Amish people live longer thanks to mutated DNA.
Northwestern University Feinberg School of Medicine conducted a study examining the Amish people in Indiana and found a gene called "SERPINE1" that is “one of the first clear-cut genetic mutations in human beings that act upon aging and aging-related disease.”
It works by eliminating the Plasminogen Activator Inhibitor-1 (PAI1) protein from building up in our bodies and thereby preventing aging. Lead researcher Dr. Douglas Vaughan, says there are “a number of factors that drive PAI-1 production in the body, including glucose and insulin and inflammation and oxidative stress. All of those factors, in a roundabout way, contribute to aging, and they all sort of converge on PAI-1.” His 40-person team was surprised how cooperative this Amish community was, allowing them to test ~200 people.
Other schools are studying how to block this age-inducing protein. In Japan's Tohoku University Graduate School of Medicine, Dr. Toshio Miyata started drugs trials attempting to replicate SERPINE1's affects to reduce the PAI1 protein.

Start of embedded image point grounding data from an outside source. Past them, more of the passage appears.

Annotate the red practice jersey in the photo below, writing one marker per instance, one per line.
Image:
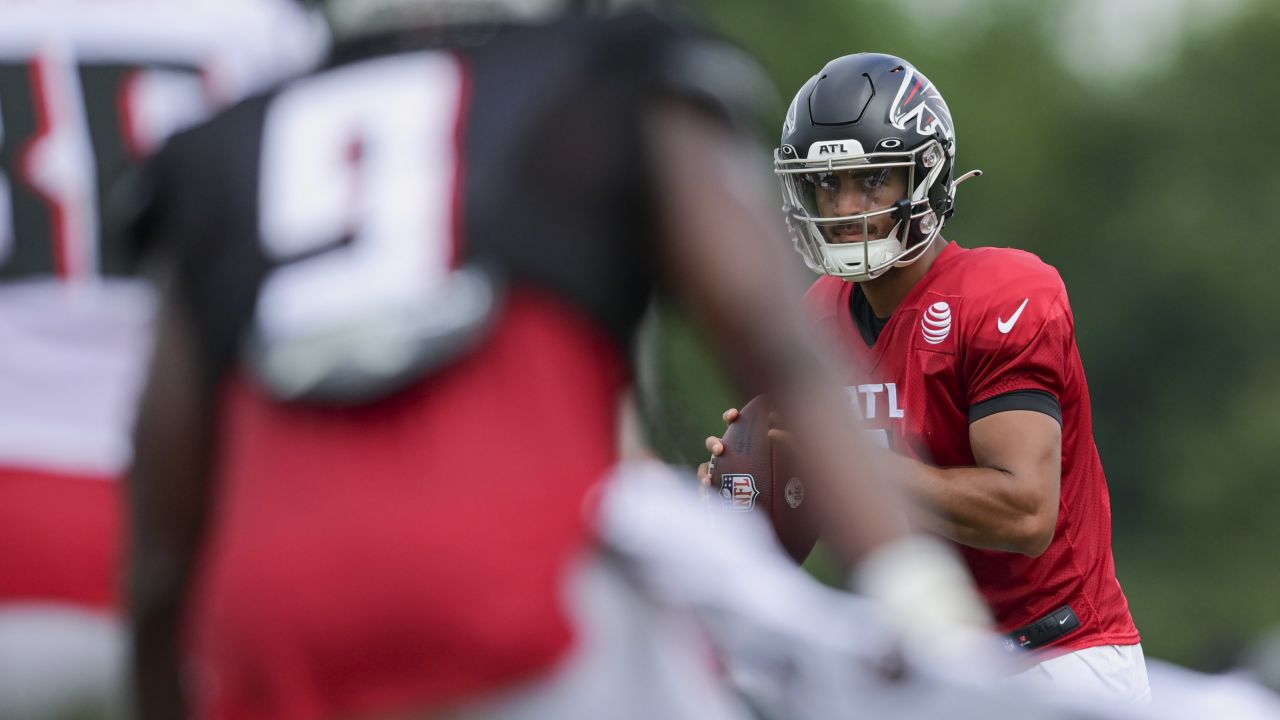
(983, 323)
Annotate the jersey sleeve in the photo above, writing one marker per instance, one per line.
(1020, 338)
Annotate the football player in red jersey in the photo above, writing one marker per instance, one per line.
(963, 361)
(87, 91)
(388, 373)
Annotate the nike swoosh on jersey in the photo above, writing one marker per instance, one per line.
(1005, 326)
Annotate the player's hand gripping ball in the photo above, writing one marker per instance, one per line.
(755, 474)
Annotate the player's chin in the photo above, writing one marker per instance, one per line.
(837, 236)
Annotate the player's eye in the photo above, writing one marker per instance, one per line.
(828, 182)
(877, 180)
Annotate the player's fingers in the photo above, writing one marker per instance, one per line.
(704, 474)
(714, 446)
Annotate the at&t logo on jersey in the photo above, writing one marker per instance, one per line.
(739, 492)
(936, 324)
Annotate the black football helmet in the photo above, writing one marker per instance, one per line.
(867, 115)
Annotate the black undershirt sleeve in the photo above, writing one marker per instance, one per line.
(1033, 400)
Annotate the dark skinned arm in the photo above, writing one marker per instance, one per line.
(1009, 501)
(168, 501)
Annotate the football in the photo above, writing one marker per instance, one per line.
(755, 475)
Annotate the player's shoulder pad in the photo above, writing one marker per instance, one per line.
(1010, 297)
(699, 67)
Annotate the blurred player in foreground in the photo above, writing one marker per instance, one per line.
(87, 90)
(964, 363)
(389, 363)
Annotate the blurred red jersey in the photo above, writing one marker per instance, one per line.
(981, 324)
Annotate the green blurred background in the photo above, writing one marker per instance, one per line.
(1133, 145)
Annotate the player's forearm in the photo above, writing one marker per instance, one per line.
(982, 507)
(155, 623)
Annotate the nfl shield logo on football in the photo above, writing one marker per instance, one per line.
(739, 492)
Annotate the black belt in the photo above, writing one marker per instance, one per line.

If successful, they may have one of the most valuable drugs ever created and that people, even emperors, have been seeking for thousands of years: the ELIXIR OF IMMORTALITY!
Well, it may not be that effective, but would still be a great breakthrough in medicine and bio-engineering. At least it could slow aging and help elderly people regain some more youthful state towards the end of their life.
Yet, while looking for a way to live longer, let's not forget to realize our purpose for living in the first place. Many traditional and ancient cultures have long taught to live in alignment with nature and universal principles such as being compassionate to others, seeking higher and higher levels of truth and wisdom, and even giving up worldly temptations. They say our immortal life lives on beyond the physical realm that science can measure.